Access control & sharing

# Request access to someone else's BioIP
biofs access request <ip_id> --message "needed for chr17 study"

# Grant access (as the owner, to a requester)
biofs access grant <request_id> <receiver_wallet>

# Revoke access you previously granted
biofs access revoke <request_id>

# Revoke your own biosample consent (GDPR Article 17 — Right to Erasure)
# Note: triggers off-chain S3 deletion via the BioRouter event listener.
biofs access revoke-consent <biocid>

# See who has access to what
biofs access list                   # access you've granted
biofs shares                        # full permission graph (by you + to you)

# Ad-hoc share
biofs share <biocid_or_filename> --to <receiver_wallet> --license <license_type>

# Check a specific wallet's access to a BioCID
biofs access check <biocid> --wallet 0x…

Running research jobs (BioOS)

Natural-language research workflows against your BioIPs:

biofs job pipelines                                    # list available pipelines
biofs job create "Annotate VCF with rare coding variants" sample.vcf \
    --pipeline vcf_annotation
biofs job status <job_id> --watch                      # live progress
biofs job results <job_id>                             # download result URLs
biofs job list --status running                        # your job queue

Run results are themselves tokenizable as derivative BioNFTs — the ClaraJobNFT contract links each job output back to the source BioIP so you get auditable lineage.

Quick annotation wrapper:

biofs annotate my-wes                                  # OpenCRAVAT with default annotators
biofs annotate my-wes --annotators clinvar,cosmic      # pick specific ones

Agent health — check if your GPU compute agent is ready:

biofs agent-health

BioContext manifests

EIP-712-signed .bionft manifests let you bundle multiple BioIPs into a single signed context for research group sharing, clinical trials, or consortium data-use agreements.

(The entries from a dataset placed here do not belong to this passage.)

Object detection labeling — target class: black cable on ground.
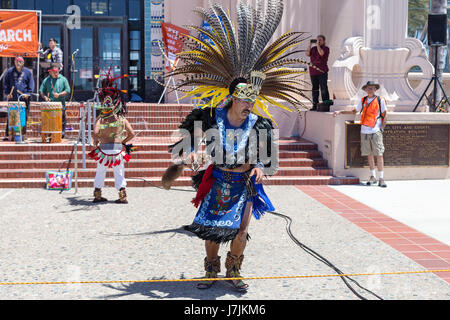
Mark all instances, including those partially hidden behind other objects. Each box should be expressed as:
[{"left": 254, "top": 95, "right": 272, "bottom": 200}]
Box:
[
  {"left": 270, "top": 211, "right": 383, "bottom": 300},
  {"left": 127, "top": 177, "right": 384, "bottom": 300}
]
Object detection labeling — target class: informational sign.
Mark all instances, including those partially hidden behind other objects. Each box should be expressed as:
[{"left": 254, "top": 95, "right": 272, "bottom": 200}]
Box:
[
  {"left": 0, "top": 10, "right": 39, "bottom": 58},
  {"left": 345, "top": 123, "right": 450, "bottom": 168},
  {"left": 161, "top": 22, "right": 189, "bottom": 71}
]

biofs context create --out consortium.bionft \
    --include <biocid1> --include <biocid2>

biofs context publish consortium.bionft                # pin to IPFS + Sequentia
biofs context verify consortium.bionft                 # check signatures + revocations
biofs context revoke consortium.bionft                 # propagate revocation

Aliases — never type hex again

Local shortcuts stored at ~/.biofs/aliases.json:

biofs alias my-wes 0xCCe14315eE3D6a41596EeB4a2839eE50A8ec59f7
biofs alias my-bam 0x9a3E6aEb78363C0b8E240Cc19803d9fe626381C4
biofs alias --list

biofs stream my-wes | bcftools stats -                 # works everywhere
biofs pipe   my-wes -- -r chr17
biofs view   my-wes
biofs download my-wes /tmp/

biofs alias --remove my-wes

Aliases only resolve on non-hex, non-BioCID inputs — real ip_id values (0x…) and biocid:// URLs always pass through untouched, so aliases can never shadow real identifiers.


BioCID format

BioCID is the universal genomic-file identifier used across GenoBank:

biocid://v1/<chain>/IPA/<collection_address>/<token_id>[/<filename>]

Examples:

biocid://v1/sequentia/IPA/0x29853ed299B8FBBe16568840F3Bb2A8E40dc7401/0xCCe14315…
biocid://v1/story/IPA/0x29853ed299B8FBBe16568840F3Bb2A8E40dc7401/42/sample.bam
biocid://v1/aeneid/IPA/0x…/99/reads.fastq.gz
  • <chain>sequentia (primary, GDPR-revocable) or story / aeneid (Story Protocol mainnet / testnet)
  • IPA — literal, marks this as an Intellectual-Property-Asset reference
  • <collection_address> — the SPG/ERC-721 collection contract
  • <token_id> — the NFT token id (matches the ip_id for on-chain lookups)
  • <filename> — optional; disambiguates multi-file BioNFTs

Every biofs command accepts an ip_id (0x…), a full BioCID URL, or a local alias.


Configuration

Files under ~/.biofs/:

Path Contents Mode
credentials.json Signed auth token 0600 (owner-only)
aliases.json Your local ip_id shortcuts 0644
config.json User preferences 0644
cache/ Per-request metadata cache
logs/ Operation logs

Environment variables

Var Default Purpose
BIOFS_HTSGET_URL https://htsget.genobank.app Override htsget endpoint
BIOFS_API_URL https://bioip.genobank.app Override BioIP API endpoint
BIOFS_SIGNATURE (from credentials.json) Supply signature directly (CI/Docker)
BIOFS_ALIASES ~/.biofs/aliases.json Override aliases file path
DEBUG DEBUG=1 enables verbose logging
NO_COLOR NO_COLOR=1 disables ANSI colors

Troubleshooting

ENOENT: no such file or directory, open '~/.biofs/credentials.json'

You're not logged in. Run biofs login.

Signature rejected / Expected 65 bytes, got 4

Your cached signature expired. biofs logout && biofs login.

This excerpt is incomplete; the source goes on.